The café’s owners deny claims that they are connected in any way to the Muslim Brotherhood, and say that the gender segregation they offer is no more foreign to Egypt than separate subway train cars for women, which is offered on Cairo’s metro service.
Jihad Amin, a journalist, says that labelling D. Cappucino as an ‘Islamist’ café is unfair, and that those scrutinizing it are showing a lack of tolerance.
“I don’t see it as an ‘Islamic café’, but I can say that it is a café for families. I like this idea, that just as there are coffee shops for foreigners, and coffee shops where singles can sit together, there are also some people who don’t like either, so those people have the right to find a suitable place for them to go out. It is so simple – people are living together in one community so there is no reason to accept a certain lifestyle and to reject the other, “she said.
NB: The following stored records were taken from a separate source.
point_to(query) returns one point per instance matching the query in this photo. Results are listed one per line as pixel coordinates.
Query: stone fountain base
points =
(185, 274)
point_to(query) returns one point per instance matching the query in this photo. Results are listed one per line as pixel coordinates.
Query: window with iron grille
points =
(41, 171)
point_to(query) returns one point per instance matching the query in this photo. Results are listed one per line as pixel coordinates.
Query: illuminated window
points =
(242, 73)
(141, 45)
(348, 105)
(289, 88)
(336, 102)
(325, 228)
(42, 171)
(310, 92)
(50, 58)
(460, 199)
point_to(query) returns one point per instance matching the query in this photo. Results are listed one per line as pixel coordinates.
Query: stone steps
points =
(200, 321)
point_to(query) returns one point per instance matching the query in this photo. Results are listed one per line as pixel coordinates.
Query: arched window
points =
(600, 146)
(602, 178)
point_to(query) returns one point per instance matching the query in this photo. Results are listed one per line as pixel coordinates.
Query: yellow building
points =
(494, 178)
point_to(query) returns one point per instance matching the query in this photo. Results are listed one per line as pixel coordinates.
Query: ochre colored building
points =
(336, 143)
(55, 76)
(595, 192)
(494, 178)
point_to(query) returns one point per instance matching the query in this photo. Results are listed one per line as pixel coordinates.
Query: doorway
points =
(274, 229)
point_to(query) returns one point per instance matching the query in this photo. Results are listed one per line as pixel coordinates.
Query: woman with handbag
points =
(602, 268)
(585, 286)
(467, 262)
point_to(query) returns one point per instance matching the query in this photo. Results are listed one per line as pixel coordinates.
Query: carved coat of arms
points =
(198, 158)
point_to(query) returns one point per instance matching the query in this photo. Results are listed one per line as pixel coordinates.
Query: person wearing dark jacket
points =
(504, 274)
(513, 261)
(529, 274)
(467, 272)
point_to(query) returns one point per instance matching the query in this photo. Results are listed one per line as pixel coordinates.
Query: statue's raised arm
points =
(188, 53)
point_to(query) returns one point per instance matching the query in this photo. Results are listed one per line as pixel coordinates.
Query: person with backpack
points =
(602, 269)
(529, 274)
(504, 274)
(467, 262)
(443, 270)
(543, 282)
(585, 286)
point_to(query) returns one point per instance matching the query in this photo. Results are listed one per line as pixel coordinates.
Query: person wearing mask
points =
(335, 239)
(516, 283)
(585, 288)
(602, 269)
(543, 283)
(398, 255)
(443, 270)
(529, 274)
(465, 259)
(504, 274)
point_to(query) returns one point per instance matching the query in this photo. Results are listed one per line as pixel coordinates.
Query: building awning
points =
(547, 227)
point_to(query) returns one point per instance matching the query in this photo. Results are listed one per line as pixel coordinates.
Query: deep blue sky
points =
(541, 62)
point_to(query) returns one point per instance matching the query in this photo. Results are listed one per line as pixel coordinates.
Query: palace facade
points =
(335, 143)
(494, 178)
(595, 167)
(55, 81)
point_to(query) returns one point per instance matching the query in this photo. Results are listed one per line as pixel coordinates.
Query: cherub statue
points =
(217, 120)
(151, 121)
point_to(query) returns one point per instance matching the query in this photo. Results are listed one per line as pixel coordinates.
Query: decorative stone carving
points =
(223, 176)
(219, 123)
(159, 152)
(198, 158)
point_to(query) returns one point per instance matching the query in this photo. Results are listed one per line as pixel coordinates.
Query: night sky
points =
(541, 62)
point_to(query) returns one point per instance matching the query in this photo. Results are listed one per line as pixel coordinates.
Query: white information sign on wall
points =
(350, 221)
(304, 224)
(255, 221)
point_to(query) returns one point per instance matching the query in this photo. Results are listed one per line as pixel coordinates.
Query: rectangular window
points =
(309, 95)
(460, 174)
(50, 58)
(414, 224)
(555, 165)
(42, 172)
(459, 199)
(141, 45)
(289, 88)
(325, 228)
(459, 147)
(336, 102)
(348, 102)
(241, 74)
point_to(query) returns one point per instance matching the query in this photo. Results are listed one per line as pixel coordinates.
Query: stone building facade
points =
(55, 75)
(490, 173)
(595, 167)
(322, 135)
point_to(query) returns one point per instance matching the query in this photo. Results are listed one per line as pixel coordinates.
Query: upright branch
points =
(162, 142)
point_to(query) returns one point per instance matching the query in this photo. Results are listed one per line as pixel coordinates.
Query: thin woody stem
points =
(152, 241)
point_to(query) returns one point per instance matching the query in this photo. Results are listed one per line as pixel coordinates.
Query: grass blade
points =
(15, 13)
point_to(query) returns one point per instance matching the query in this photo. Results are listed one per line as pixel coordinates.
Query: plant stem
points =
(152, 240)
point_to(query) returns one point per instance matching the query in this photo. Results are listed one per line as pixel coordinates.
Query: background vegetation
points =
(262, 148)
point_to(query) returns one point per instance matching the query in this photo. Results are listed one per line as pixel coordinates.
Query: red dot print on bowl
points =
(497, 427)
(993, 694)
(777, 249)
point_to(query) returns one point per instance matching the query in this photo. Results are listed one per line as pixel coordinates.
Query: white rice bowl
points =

While the café has been a draw for conservative Muslims and women who simply want to avoid being hassled or gawked at, the quiet atmosphere has also attracted businessmen wanting to hold lunchtime meetings without having their conversations drowned out by the latest music video.
Whatever the intentions of D. Cappucino’s owners, the café was certain to make opponents of the country’s ascendant Islamist parties nervous.
The domination of Egypt’s nascent political scene by Islamist parties after the fall of Hosni Mubarak nearly two years ago has unsettled liberals and many religious Egyptians who oppose the imposition of moral and social strictures.
The fight over Egypt’s new Islamist-backed constitution has only sharpened the divide, and street battles between liberal protesters and supporters of the Muslim brotherhood raised the spectre of Egypt’s political divide leading to uncontrollable civil strife.
But that debate is far from the mind of customers like Ahmed Zein.
“We are looking for a certain environment, which is calm, where there is separation, no smoking of cigarettes or waterpipes, and at the same time, we are looking for quality of the services as well. In D. Cappuccino Café they provide us with all of these things, and they provide me with extra privacy and a high quality product, whether food or drink. I don’t see any need to classify it – the description of ‘Café for Islamists’ is untrue, “he said.
So while Egypt’s culture wars continue with no end in sight, customers at the D. Cappucino café are just hoping to be left on the sidelines.